A new generation of muon telescopes has been built to detect the presence of secret structures and cavities in Egypt’s pyramids, a team of researchers announced on Friday.
Built by CEA (French Alternative Energies and Atomic Energy Commission) the devices add to an armory of innovative, non-destructive technologies employed to investigate four pyramids which are more than 4,500 years old. They include the Great Pyramid, Khafre or Chephren at Giza, the Bent pyramid and the Red pyramid at Dahshur.
The project, called ScanPyramids, is scheduled to last one year and is being carried out by a team from Cairo University’s Faculty of Engineering and the Paris-based non-profit organization Heritage, Innovation and Preservation (HIP Institute) under the authority of the Egyptian Ministry of Antiquities.
International researchers from Nagoya University and KEK (High Energy Accelerator Research Organization) in Japan and Laval University, Quebec, Canada, have also joined the project, which is separate from the search for the secret room in King Tut’s tomb.
“Now we welcome new researchers from the Irfu, a CEA fundamental research team,” Mehdi Tayoubi, co-director of the ScanPyramids mission with Hany Helal, professor at Cairo University’s Faculty of Engineering and former minister of research and higher education, said.

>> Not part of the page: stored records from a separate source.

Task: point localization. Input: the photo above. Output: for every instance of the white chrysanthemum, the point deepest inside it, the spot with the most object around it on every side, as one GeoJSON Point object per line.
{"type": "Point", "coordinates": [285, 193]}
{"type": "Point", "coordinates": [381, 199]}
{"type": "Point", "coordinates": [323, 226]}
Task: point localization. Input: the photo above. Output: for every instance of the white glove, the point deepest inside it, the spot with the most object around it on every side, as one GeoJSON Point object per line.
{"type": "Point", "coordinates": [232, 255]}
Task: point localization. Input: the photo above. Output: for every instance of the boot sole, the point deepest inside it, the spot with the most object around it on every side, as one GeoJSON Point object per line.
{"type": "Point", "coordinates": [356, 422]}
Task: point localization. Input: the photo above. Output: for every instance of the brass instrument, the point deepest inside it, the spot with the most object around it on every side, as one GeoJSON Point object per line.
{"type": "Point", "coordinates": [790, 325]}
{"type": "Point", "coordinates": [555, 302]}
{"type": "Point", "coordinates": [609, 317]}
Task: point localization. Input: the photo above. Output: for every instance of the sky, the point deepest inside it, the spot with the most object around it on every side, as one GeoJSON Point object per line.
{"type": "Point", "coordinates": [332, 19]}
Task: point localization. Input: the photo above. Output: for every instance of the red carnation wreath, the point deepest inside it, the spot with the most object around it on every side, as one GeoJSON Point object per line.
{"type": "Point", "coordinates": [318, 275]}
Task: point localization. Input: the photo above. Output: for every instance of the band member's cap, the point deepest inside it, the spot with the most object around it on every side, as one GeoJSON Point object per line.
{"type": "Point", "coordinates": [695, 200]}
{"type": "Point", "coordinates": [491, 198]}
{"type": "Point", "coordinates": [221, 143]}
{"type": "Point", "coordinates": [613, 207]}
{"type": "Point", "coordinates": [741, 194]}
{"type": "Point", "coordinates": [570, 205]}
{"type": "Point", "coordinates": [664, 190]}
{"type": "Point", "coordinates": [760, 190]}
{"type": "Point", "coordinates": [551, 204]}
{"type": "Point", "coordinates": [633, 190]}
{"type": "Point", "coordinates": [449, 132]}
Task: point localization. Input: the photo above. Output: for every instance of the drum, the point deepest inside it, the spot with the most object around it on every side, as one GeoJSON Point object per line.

Irfu, which stands for Institute of Research into the Fundamental Laws of the Universe, gathers almost 800 researchers on astrophysics, nuclear physics and particle physics.
“These scientists have built dedicated muon telescopes for our mission. They are actually under construction and being tested in the CEA laboratories at Saclay, France,” Tayoubi told Discovery News.
“It is really exciting to see how a technology that just came out from a fundamental research laboratory can help us understand 4,500-year-old massive monuments with non visible physics particles,” he added.
The new muon devices rely on micro-pattern gas detectors called Micromegas. Extremely precise, they are used to reconstruct particles tracks in high energy physics. For example, CEA’s Micromegas have been installed in the Thomas Jefferson National Accelerator Facility.
Such muon telescopes will be used in addition to the infrared thermography, muon radiography, and 3-D reconstruction technologies that have already been employed to investigate the pyramids.
So far the researchers have detected striking thermal anomalies on the eastern and northern side of the Great Pyramid at Giza, which could possibly indicate an unknown cavity or internal structure.
A team led by specialist Kunihiro Morishima, from the Institute for Advanced Research of Nagoya University, Japan, installed 40 muon detector plates inside the lower chamber of the Bent pyramid at Dahshur in an attempt to capture cosmic particles.
The technology relies on the muons that continually shower the Earth’s surface. They emanate from the upper layers of Earth’s atmosphere, where they are created from collisions between cosmic rays of our galactic environment and the nuclei of atoms in the atmosphere.
“Just like X-rays pass through our bodies allowing us to visualize our skeleton, these elementary particles, weighing around 200 times more than electrons, can very easily pass through any structure, even large and thick rocks, such as mountains,” Tayoubi said.
Plate detectors placed inside the pyramid allow researchers to discern void areas — these are places where muons cross without problem — from denser areas where some muons are absorbed or deflected.
While the Japanese muon detectors are used inside the pyramids, the new moun telescopes, using gas detectors, will be used outside the pyramids.